Гром над архипелагом - страница 8



Дорогой брат! Ты пишешь мне, что наваринское дело явилось серьезнейшим нашим поражением, и выгоду из него извлекут одни только англичане, присвоив себе победу, дорого обошедшуюся нашему флоту. К счастью, ты заблуждаешься.

Наваринское дело, как оно ни было пагубно для турок, является только естественным и законным следствием договора, задолго до этого объявленного Порте, и объявленного потому, что это было единственным средством прекратить порядок вещей, несовместимый с законным порядком в этой части вселенной.

Турция не могла окончить борьбу позорную как с той, так и с другой стороны. Англия покончила бы ее своими собственными средствами и так, как это удобно ей. Я не мог потерпеть этого, так как это означало бы добровольно уступить ей право делать там то, что ей заблагорассудится в исключительных целях не блага дела вообще, а блага ее исключительных интересов. Поэтому было необходимо принудить ее обязаться перед лицом всей Европы отказаться от каких бы то ни было видов на исключительные преимущества в этих странах. Вот смысл Лондонского договора от 6 июля. Франция примкнула к нему из недоверчивости, и тем лучше: таким образом, они обе связаны. Мы являемся во всем этом противовесом, или антиподом.

Следствием этого будут не республика, или республики Греции, а прекращение враждебных действий со стороны турок и греков. Последних же мы, в свою очередь, вскоре заставим образумиться. Главное же – восстановление в этих водах свободы торговли – обстоятельство слишком важное для всего нашего юга, чтобы я мог доверить попечение о нем англичанам, или «другу» Меттерниху. Теперь, если войне суждено произойти, она будет крайне прискорбным, но и весьма вероятным следствием безрассудства турок. Но здесь уже мне невозможно что бы то ни было предусмотреть заранее.

Глава 4. Фершампенуаз


Корабль был огромен. Его черное тело, заполнившее кронштадтский док, было облеплено мастеровыми, казавшимися на фоне старого линкора муравьями. Вообще, картина активных работ в заметаемом снегом доке, в котором люди безуспешно пытались отогреться у многочисленных костров, разложенных в нарушение всех правил прямо у лоснящегося свежей краской деревянного борта корабля, вызывала у понимающих людей состояние, граничащее с сердечным приступом.

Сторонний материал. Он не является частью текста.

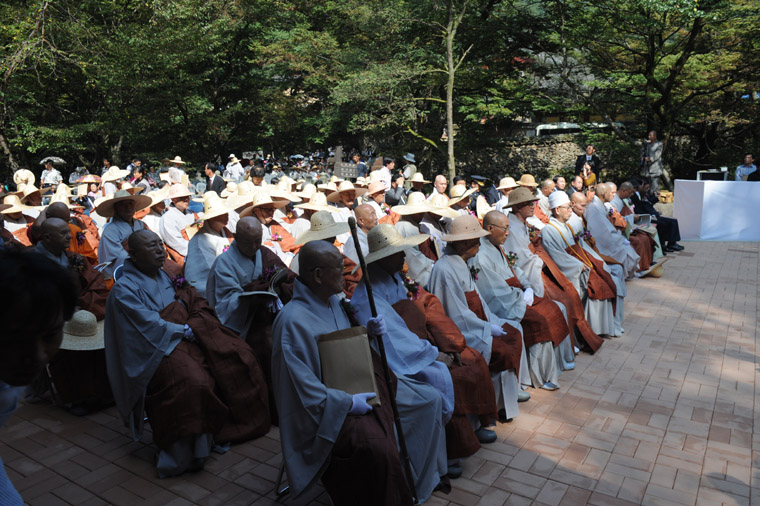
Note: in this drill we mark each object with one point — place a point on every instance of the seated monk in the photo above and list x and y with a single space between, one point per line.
170 357
327 433
508 293
78 376
499 340
423 343
247 267
324 228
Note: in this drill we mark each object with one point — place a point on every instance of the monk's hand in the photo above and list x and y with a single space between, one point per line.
376 326
497 331
189 335
359 404
445 358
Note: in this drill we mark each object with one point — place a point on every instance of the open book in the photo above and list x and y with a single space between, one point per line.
347 362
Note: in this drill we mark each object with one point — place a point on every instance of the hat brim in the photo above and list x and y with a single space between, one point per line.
333 230
392 249
85 343
105 208
335 196
465 237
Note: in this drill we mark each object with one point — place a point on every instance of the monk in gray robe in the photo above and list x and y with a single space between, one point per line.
326 433
169 356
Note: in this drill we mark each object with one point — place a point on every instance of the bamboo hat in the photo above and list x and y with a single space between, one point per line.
464 227
323 226
384 240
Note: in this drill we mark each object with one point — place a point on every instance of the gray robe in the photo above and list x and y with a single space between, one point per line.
110 248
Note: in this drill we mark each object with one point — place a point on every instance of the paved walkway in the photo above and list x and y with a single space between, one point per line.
663 415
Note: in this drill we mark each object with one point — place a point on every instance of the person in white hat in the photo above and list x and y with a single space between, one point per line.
577 224
508 293
169 357
409 356
234 170
420 259
559 241
366 220
121 208
175 219
248 267
498 339
331 435
211 240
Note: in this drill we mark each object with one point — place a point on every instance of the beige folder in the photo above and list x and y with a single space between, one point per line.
347 362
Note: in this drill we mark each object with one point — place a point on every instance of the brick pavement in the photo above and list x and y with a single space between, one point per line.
663 415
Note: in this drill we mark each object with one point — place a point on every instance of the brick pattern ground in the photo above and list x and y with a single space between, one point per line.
664 415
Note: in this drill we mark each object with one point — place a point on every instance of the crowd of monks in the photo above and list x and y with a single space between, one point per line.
210 322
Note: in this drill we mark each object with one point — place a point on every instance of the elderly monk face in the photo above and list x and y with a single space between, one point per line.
347 198
264 213
55 235
392 263
182 203
146 250
124 210
467 248
248 236
498 226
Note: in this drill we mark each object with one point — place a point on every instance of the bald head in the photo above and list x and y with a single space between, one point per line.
248 235
55 235
58 210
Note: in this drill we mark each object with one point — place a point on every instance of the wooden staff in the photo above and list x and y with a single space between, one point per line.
384 360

Но выхода не было – линкор требовалось отремонтировать к весне, и если служителей еще можно было заставить работать на тридцатиградусном морозе, то горячая смола, которой сейчас обильно заливали всю подводную часть линкора, на таком морозе застывала слишком быстро, чтобы носить ее дальше десятка метров. Распоряжение исполняющего обязанности начальника штаба Балтийского флота адмирала Моллера было предельно ясным – хоть спалите тут все, но к весне корабль должен быть отремонтирован.

Своя логика в подобном подходе была. После случившегося три года назад наводнения линкор признали негодным к плаванию даже «в здешнее море», и особой ценности он не представлял, но случилась война, и надо было чем то срочно усиливать эскадру контр-адмирала Гейдена, громившего турок на Средиземном море. По-хорошему, старичка вполне можно было подлатать, и отправить сторожить родные Балтийские берега, пока его более молодые собратья отправятся на войну, но судьба и высшее начальство распорядились иначе.

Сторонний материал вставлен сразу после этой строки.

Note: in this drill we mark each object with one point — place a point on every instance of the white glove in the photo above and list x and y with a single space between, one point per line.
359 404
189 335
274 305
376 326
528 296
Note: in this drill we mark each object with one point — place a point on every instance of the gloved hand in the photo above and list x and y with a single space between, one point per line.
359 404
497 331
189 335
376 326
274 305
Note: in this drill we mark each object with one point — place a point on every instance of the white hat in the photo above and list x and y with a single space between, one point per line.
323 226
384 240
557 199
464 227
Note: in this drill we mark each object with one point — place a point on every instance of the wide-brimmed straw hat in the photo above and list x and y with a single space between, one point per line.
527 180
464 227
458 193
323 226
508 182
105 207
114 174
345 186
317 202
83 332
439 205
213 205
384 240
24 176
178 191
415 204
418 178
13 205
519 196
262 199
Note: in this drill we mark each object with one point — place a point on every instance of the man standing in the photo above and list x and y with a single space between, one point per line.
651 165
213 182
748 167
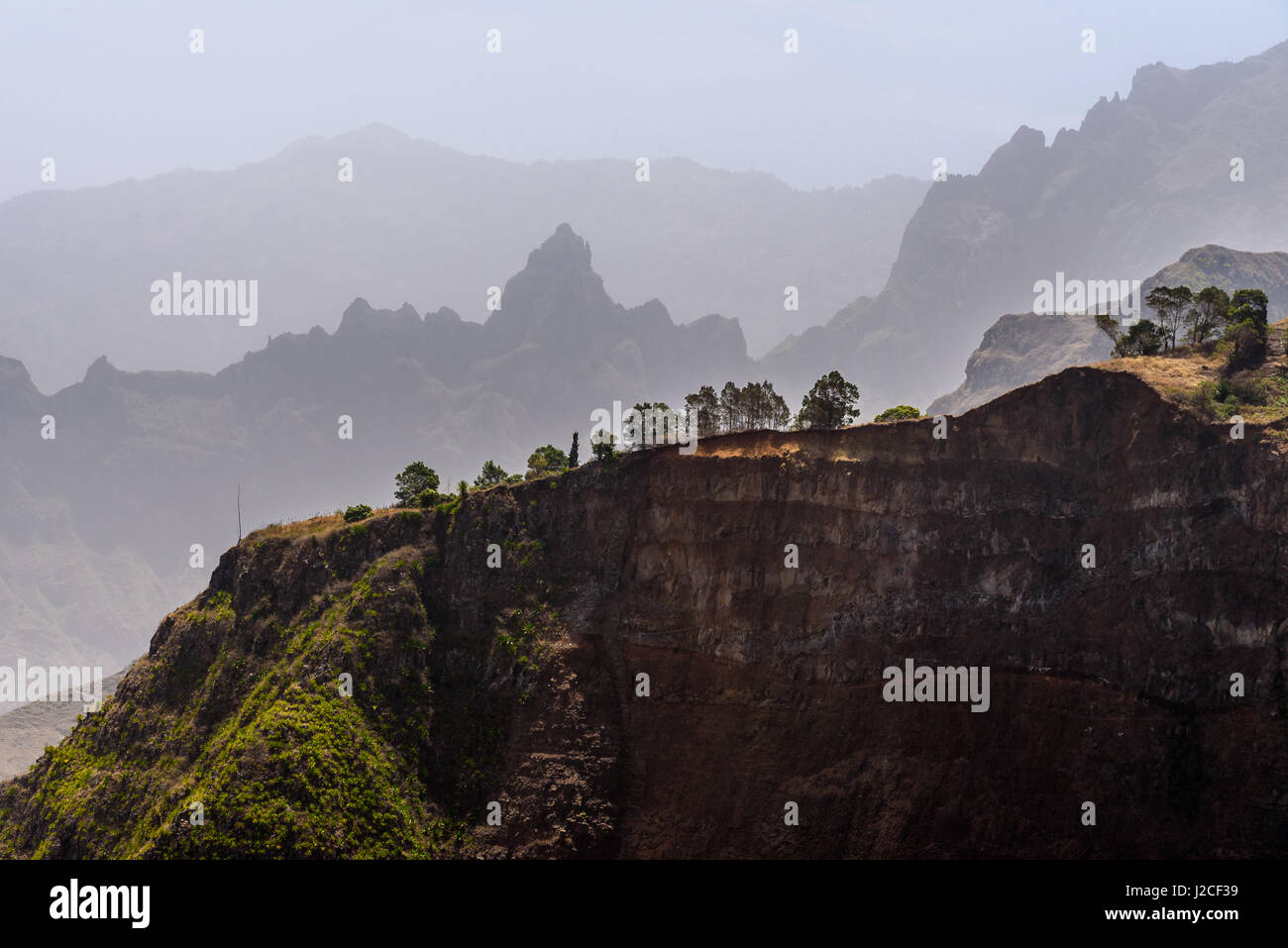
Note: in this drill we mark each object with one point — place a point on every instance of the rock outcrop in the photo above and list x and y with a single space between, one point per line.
520 685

Спущенный на воду в далеком 1817 году, «Фершампенуаз» был, по своему, уникален. Проект появился на фоне военной эйфории, когда победы над Наполеоном окрыляли, в том числе, кораблестроителей, желавших дать родной стране самые-самые лучшие корабли, воплотившие в себе всё, что только есть нового. Занесенный в списки адмиралтейства в качестве вполне рядового 74 пушечного корабля, линкор стал единственным в своем роде воплощением концепции океанского линейного корабля. Существовали даже планы отправить его на дальний восток, где такой крупный корабль смог бы достойно защищать интересы России, но потом подсчитали, во что обойдется создание необходимой для линкора базы в единственно пригодной для него Авачинской бухте Петропавловска, и оставили эту затею.